The point here is that young writers must plow ahead. They must ignore the speed bumps, the potholes, the blockades and the brick walls and stay myopically focused on reading and writing constantly.
“In quantity,” Bradbury advised, “eventually comes quality.”
7. Work on Multiple Projects Simultaneously
Ray Bradbury never suffered from writer’s block, per se. In the late 40s and early 50s, working on his “Illinois novel,” which would later become Dandelion Wine, he regularly hit walls and struggled. But here is the difference between Ray Bradbury and mere mortals: When Bradbury faced creative challenges, he just moved on to other creative projects. This way he continued writing. This work ethic is what enabled his singular prolificacy. While most scribes quit at the first encounter with frustration, Bradbury started something completely new and, quite often, this cleansing of the creative palate helped solve his initial vexation.

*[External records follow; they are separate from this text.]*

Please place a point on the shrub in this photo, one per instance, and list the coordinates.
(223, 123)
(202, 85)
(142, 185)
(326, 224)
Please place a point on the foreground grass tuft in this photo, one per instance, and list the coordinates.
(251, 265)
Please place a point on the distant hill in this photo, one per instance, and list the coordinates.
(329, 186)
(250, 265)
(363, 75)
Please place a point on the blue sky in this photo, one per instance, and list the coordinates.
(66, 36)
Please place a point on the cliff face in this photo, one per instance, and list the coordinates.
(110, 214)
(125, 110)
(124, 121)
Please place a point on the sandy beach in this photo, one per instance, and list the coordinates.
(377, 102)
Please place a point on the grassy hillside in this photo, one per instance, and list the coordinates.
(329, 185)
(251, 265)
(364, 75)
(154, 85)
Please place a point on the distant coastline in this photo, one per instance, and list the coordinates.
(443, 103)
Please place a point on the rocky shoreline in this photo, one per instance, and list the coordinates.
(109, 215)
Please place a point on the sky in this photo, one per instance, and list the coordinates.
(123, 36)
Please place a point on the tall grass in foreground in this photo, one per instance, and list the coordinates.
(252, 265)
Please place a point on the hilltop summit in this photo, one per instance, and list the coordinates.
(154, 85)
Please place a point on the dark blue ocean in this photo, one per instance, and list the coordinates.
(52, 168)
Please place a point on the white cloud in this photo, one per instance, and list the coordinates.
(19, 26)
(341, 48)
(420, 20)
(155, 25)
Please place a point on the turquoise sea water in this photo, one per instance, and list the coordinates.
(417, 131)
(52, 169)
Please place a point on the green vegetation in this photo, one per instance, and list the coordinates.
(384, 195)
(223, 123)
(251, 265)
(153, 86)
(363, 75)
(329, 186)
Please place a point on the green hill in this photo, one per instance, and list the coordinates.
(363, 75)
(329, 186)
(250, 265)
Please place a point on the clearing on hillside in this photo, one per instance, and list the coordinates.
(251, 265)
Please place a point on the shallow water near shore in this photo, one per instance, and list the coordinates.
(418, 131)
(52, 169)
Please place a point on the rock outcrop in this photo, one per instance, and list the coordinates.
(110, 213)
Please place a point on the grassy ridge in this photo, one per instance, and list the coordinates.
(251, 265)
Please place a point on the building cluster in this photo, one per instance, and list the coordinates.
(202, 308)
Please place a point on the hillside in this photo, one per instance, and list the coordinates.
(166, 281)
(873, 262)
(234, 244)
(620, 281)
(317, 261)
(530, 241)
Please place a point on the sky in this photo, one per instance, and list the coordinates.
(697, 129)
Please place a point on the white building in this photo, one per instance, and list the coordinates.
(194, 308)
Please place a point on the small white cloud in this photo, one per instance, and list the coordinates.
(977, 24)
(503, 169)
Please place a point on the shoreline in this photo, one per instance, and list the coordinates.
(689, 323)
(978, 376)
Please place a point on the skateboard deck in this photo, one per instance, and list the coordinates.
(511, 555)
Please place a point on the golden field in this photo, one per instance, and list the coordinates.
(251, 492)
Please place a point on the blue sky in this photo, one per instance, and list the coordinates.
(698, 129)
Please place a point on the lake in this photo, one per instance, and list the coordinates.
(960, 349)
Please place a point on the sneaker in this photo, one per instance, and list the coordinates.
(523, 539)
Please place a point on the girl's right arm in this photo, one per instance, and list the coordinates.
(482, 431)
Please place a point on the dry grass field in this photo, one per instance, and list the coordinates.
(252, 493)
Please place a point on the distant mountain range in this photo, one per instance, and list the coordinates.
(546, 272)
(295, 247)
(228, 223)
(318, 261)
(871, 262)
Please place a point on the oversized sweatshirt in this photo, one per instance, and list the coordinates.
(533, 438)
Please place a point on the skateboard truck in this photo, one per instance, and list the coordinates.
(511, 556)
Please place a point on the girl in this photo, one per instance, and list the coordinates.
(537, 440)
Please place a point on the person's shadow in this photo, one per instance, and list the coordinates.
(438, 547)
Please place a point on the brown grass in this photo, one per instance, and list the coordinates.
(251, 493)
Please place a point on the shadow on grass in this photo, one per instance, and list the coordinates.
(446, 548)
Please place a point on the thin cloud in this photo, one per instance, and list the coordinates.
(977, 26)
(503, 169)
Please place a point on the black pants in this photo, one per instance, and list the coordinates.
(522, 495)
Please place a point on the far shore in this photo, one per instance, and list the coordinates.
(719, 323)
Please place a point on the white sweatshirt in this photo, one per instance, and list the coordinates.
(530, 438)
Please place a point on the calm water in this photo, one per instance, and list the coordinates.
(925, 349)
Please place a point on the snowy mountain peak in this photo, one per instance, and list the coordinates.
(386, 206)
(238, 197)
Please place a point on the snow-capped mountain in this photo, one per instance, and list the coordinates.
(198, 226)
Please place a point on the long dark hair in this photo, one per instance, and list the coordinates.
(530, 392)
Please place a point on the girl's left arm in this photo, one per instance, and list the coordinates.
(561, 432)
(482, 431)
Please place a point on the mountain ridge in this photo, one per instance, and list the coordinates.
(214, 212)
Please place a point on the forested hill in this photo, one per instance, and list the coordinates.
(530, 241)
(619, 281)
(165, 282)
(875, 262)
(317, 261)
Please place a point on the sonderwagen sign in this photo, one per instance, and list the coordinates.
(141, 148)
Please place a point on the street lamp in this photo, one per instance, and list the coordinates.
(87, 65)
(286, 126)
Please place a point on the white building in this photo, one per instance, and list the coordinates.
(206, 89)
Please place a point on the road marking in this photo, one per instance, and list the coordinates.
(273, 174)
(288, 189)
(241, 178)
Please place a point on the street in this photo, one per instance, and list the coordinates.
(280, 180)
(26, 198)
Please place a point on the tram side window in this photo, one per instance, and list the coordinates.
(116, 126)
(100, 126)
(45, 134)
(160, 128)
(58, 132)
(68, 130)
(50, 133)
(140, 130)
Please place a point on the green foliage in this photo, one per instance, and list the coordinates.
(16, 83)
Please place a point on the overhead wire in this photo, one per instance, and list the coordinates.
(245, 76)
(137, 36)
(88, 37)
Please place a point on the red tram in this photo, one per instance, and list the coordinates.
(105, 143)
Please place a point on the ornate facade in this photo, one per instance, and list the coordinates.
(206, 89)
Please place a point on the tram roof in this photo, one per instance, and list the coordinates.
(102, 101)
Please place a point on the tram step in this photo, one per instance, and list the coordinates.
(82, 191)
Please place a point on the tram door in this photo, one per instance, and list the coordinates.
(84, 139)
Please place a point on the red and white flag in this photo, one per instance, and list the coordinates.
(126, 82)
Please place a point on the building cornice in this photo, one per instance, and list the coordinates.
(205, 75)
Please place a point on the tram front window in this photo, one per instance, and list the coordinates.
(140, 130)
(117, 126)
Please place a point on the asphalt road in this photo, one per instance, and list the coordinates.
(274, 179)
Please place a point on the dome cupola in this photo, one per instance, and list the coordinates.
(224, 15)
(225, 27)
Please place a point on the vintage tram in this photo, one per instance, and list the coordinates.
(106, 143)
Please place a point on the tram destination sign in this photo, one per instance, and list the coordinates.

8. Jump Off the Cliff and Build Your Wings On the Way
When Bradbury was a teenager, he fished radio scripts out of the dumpsters behind the studio where George Burns broadcast his national radio program. He studied the scripts and started writing his own, eventually chasing Burns down and hand- delivering his juvenile creative meanderings. After two years of this routine, the first publication of the words of Ray Bradbury came on February 26, 1936, coast-to-coast on the Burns and Allen radio program. George Burns used one of Ray Bradbury’s jokes on air.
When film director John Huston asked Bradbury in the summer of 1953 if he would write the screenplay for Moby Dick, Bradbury had limited experience with film scripts and had never read the Melville novel in its entirety. No matter, he accepted the job.
Everything the man did was a leap of faith. He designed shopping plaza concepts with famed L.A. architect Jon Jerde, never having gone to college.
Ray Bradbury’s entire career is one of creative risk taking. He believed in himself, even, in the early days, when he had no reason whatsoever to believe at all.
“The message of Zen,” he offered in my book Listen to the Echoes: The Ray Bradbury Interviews, “….is something I have been teaching people for years when it comes to writing. It’s what Yoda says,” he said, dropping a Star Wars reference. “Don't think . . . Do.”